Leonid Volkov being loaded onto an ambulance after he was attacked. Ivan Zhdanov /

Three people have been detained in Poland in connection with the March attack on Leonid Volkov, an exiled ally of late Russian opposition activist Alexei Navalny, in Lithuania, Vilnius and Warsaw announced Friday.

Volkov, who has lived in exile since Moscow banned Navalny’s groups as “extremist” organizations in 2021, was in mid-March assaulted with a hammer outside his home in Vilnius, Lithuania, leaving him with a broken arm.

The suspected assailants were detained in Poland and will be handed over to Lithuania “after the completion of proceedings,” Lithuanian President Gitanas Nauseda told reporters.

“I thank the Republic of Poland for the excellent work it has done. I have discussed this with the Polish president and thanked them for their excellent cooperation,” he said.

Later Friday, Poland's prime minister said the person who allegedly ordered the attack had also been arrested.

"A Belarusian working for the Russians, who ordered two Poles to carry out the attack against the Navalny ally has been arrested," Donald Tusk wrote on X, formerly Twitter, referring to Volkov.

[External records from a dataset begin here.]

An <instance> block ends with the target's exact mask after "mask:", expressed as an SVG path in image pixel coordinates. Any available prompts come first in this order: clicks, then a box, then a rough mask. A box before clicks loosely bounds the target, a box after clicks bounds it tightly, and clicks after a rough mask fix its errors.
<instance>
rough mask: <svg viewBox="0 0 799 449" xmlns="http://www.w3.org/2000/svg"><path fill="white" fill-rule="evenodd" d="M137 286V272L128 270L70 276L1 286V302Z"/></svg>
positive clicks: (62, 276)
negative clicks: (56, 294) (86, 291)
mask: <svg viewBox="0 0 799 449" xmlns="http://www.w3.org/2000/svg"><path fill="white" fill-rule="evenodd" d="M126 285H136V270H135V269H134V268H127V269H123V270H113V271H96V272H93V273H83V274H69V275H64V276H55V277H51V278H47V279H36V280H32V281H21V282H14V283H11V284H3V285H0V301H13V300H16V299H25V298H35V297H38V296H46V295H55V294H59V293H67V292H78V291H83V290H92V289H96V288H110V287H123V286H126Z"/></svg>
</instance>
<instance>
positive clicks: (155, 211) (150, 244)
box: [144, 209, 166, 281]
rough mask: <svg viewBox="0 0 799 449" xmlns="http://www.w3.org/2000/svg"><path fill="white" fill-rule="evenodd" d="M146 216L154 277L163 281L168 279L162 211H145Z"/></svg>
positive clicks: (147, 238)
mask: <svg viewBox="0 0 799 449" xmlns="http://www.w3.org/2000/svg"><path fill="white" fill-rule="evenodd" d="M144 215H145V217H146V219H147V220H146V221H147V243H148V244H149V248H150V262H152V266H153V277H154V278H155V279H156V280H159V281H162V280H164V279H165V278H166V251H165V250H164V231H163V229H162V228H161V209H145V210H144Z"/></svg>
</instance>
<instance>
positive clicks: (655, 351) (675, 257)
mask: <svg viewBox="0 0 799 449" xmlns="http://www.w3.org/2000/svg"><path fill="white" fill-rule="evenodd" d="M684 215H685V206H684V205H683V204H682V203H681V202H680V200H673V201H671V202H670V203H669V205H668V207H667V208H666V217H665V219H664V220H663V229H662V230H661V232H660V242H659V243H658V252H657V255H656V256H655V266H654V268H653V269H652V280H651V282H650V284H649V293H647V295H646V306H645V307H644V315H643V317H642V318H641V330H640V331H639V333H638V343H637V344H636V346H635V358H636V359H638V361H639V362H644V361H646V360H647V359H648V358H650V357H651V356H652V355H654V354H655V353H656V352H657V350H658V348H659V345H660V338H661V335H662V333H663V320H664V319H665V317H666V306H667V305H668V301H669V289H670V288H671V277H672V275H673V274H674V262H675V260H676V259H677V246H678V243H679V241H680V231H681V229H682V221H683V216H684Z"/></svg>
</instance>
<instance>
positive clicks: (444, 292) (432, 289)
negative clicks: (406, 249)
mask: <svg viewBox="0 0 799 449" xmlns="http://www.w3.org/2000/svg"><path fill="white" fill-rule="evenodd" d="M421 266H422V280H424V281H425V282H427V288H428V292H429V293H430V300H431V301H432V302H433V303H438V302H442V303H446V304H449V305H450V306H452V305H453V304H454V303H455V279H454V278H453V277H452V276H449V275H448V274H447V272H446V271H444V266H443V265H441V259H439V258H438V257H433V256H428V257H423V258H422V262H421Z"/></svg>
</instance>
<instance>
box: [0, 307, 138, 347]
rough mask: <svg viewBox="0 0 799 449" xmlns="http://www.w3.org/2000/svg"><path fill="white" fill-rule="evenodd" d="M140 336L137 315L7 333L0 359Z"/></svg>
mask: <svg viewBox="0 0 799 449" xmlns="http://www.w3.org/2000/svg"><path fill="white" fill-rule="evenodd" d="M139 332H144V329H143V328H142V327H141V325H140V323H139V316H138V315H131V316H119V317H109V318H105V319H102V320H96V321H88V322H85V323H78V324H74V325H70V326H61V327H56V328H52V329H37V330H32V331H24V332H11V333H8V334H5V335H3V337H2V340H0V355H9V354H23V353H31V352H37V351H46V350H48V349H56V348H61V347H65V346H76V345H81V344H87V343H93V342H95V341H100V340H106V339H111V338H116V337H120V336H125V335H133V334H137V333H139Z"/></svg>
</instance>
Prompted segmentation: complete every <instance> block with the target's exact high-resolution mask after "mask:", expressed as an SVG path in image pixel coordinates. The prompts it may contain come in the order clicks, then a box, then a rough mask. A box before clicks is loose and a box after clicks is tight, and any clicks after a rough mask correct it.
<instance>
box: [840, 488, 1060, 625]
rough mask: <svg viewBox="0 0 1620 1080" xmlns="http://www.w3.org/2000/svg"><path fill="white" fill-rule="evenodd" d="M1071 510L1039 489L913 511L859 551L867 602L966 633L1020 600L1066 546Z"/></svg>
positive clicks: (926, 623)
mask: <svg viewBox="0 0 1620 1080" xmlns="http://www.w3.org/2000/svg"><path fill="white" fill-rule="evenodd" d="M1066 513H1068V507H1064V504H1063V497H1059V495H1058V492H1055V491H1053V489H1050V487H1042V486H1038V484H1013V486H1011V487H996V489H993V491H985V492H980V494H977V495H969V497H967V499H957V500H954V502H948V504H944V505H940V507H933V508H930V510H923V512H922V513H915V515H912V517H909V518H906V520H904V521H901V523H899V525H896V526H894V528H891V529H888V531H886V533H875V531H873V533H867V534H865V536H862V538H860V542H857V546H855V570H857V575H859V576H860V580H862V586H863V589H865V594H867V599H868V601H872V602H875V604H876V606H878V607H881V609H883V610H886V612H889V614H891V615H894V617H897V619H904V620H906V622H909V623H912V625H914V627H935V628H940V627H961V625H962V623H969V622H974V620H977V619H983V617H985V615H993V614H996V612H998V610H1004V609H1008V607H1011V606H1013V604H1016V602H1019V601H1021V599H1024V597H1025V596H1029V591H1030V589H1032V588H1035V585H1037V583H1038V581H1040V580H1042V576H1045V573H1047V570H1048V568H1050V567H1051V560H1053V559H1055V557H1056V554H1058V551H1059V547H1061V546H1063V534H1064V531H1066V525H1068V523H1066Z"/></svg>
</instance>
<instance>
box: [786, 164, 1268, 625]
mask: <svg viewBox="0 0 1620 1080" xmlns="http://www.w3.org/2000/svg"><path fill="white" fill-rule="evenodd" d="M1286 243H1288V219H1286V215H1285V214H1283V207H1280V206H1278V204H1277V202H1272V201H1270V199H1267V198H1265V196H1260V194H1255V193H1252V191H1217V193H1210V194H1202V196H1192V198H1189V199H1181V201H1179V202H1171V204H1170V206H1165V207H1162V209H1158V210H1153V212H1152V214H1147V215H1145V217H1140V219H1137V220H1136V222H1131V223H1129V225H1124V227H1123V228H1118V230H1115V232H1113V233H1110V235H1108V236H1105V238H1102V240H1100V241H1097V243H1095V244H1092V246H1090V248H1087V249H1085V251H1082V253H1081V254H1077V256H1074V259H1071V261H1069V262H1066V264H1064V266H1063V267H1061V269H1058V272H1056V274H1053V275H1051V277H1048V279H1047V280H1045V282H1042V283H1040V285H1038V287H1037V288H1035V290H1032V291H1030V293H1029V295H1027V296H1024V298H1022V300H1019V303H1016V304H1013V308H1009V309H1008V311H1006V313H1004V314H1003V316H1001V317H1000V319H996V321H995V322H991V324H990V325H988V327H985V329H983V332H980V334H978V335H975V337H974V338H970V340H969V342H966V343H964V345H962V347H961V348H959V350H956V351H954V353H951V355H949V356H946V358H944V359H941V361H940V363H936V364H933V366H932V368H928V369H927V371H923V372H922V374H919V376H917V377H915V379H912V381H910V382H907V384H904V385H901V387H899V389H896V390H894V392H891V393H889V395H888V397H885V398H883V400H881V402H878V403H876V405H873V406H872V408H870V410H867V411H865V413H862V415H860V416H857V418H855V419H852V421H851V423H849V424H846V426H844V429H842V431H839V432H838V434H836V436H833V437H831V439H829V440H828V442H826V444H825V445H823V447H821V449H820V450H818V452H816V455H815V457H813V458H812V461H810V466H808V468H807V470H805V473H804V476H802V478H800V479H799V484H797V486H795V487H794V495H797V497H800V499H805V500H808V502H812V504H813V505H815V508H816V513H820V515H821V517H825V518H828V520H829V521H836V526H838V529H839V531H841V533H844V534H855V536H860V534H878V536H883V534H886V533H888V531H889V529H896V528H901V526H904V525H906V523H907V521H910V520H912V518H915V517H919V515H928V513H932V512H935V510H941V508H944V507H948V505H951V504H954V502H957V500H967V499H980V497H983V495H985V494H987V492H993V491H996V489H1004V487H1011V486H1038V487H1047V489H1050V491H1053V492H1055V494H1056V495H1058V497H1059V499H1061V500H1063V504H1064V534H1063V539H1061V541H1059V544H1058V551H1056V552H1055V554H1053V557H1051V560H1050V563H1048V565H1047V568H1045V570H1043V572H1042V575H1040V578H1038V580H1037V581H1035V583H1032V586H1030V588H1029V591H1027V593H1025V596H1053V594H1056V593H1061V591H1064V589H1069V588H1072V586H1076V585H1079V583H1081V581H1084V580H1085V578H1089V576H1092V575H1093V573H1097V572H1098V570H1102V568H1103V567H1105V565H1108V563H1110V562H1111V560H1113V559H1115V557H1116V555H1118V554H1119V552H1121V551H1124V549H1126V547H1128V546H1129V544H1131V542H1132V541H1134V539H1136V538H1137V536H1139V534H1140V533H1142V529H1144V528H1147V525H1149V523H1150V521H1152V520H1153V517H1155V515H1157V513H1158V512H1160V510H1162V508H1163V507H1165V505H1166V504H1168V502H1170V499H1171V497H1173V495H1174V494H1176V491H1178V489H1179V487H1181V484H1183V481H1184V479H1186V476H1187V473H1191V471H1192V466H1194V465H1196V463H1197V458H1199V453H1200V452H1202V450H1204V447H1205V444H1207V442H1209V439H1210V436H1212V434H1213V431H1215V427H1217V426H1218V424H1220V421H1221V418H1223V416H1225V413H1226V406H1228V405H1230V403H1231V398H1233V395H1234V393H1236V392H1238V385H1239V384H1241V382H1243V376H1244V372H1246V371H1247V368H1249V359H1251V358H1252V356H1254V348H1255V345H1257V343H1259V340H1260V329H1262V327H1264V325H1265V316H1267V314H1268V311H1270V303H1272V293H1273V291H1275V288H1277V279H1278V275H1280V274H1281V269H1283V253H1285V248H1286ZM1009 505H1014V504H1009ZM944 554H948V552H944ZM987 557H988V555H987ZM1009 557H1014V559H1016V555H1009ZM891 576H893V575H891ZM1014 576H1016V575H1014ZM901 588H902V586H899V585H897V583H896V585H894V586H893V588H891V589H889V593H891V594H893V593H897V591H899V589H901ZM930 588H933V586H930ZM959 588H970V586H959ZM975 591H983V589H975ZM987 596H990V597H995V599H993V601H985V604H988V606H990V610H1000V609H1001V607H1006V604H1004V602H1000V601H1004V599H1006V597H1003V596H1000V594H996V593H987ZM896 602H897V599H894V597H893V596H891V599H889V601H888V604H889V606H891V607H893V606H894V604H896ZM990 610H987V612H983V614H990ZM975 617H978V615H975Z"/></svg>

"The assailants have already been detained," Tusk wrote, without providing further details.

Volkov, 43, said on social media that he did not know the details about the detention but credited the Lithuanian police for “energetic and persistent” investigative work.

Nauseda and Lithuania’s counter-intelligence service have accused Russian counterparts of orchestrating the attack on Volkov. The Kremlin has declined to comment on the attack.

Navalny’s widow Yulia Navalnaya said this week that the attack on Volkov prompted her to hire a bodyguard.

“Alexei and I never had security, and I think I inherited some of that courage, that cavalier attitude from Alexei. But when you’re too cavalier, you can make a wrong move. So, for now, my colleagues have asked me to go around with a bodyguard,” Navalnaya told Time magazine.